Game Over. Restart. It's an option familiar in the virtual worlds of video games but, alas, not in real life. The new sci-fi actioner Edge of Tomorrow uses the narrative structure of a video game to present a "what-if" scenario: what if we could keep pressing "Start" every time we fail? That's a fantasy that's been dramatically explored before, in works like David Ives' playlet "Sure Thing" and Harold Ramis' 1993 film Groundhog Day. Edge of Tomorrow—based on Hiroshi Sakurazaka's light novel All You Need is Kill—doesn't have anything new to contribute, other than wedding the concept to a different genre, but it's a good fit, resulting in a fairly eye-popping futuristic war story with a clever (to a point) structure.
Tom Cruise stars as Major William Cage of U.S. Army Media Relations. With Earth losing a war to powerful tentacular, mouth-glowing aliens, Cage is content being just shy of a draft dodger, with little more than decades-earlier, never-applied ROTC training to fall back on should he find himself in combat. And find himself in combat he does when he ticks off General Brigham (Brendan Gleeson), gets busted to private, and winds up on a suicide mission.

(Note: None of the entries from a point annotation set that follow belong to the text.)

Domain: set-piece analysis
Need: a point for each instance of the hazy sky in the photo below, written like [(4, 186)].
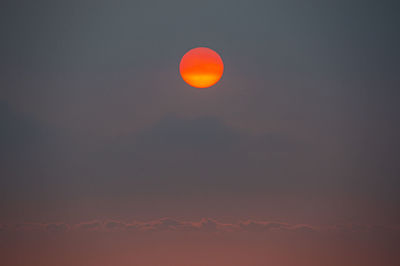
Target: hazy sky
[(97, 124)]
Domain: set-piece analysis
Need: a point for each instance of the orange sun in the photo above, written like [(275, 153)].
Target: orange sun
[(201, 67)]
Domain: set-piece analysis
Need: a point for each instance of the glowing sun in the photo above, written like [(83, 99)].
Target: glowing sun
[(201, 67)]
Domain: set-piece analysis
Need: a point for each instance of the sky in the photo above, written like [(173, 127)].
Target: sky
[(109, 157)]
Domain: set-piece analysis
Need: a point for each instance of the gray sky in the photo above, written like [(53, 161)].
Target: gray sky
[(96, 121)]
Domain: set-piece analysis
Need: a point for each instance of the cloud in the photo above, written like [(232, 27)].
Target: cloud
[(90, 226), (206, 225)]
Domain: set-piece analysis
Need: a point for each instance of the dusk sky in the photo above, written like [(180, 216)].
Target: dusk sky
[(107, 157)]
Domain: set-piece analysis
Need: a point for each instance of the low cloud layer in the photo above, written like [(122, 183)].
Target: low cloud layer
[(206, 225)]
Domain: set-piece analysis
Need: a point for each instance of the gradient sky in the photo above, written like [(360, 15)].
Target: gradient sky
[(303, 128)]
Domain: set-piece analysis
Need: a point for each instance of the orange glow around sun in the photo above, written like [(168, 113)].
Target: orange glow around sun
[(201, 67)]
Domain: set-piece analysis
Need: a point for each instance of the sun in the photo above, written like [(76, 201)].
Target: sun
[(201, 67)]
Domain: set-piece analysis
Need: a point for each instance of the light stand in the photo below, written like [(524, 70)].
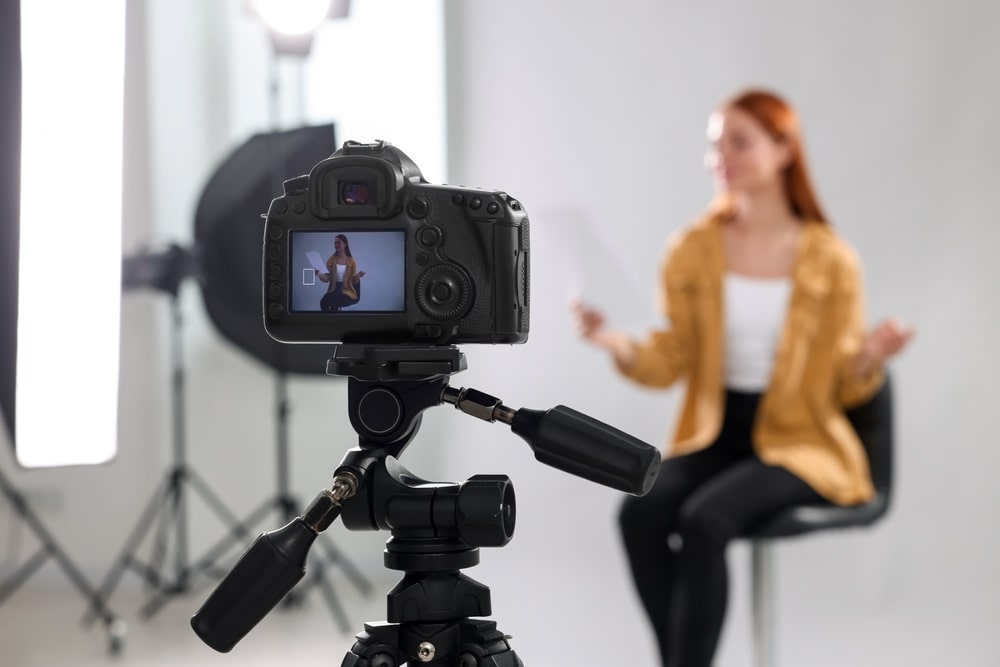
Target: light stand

In a sequence that suggests the alien-war equivalent of D-Day, the Army lands on the West Coast of France and proceeds getting slaughtered by the aliens. But when Cage gets face-fried with alien goop, he reawakens with a start a day before the battle. As he repeatedly relives the day, he eventually discovers that Special Forces soldier Rita Vrataski (Emily Blunt)—celebrated as the "Angel of Verdun"—holds the key to the mystery of what's happening to him, and together, they may be the only two people who can save humanity.
Basically, Edge of Tomorrow follows the same beats as Groundhog Day, but raising the stakes. Cage first must work through his Cassandra complex, then accept his lot and work to change his situation for the better. By nature of the plot device, Edge of Tomorrow also implicitly deals with some philosophical questions about how we live our lives: we only get one shot at any given interaction or situation, but if we could heighten our sensitivities, we could communicate much better, get much further, and even see strangers as they really are rather than writing them off in an instant. And, as in Groundhog Day, the protagonist learns selflessness and finds love.
The acting is expectedly solid (Bill Paxton has some fun with the role of Cage's befuddled master sergeant), and thanks to director Doug Liman (The Bourne Identity), the impressively realized battle sequences are rip-roaring. It's all a bit wearying by the home stretch and a resolution that (like much of the film that precedes it) only sort of makes sense. But it's summer, and we're not supposed to think too much at the movies. This is a game worth playing once, though you probably won't be dying to push "Restart" any time soon.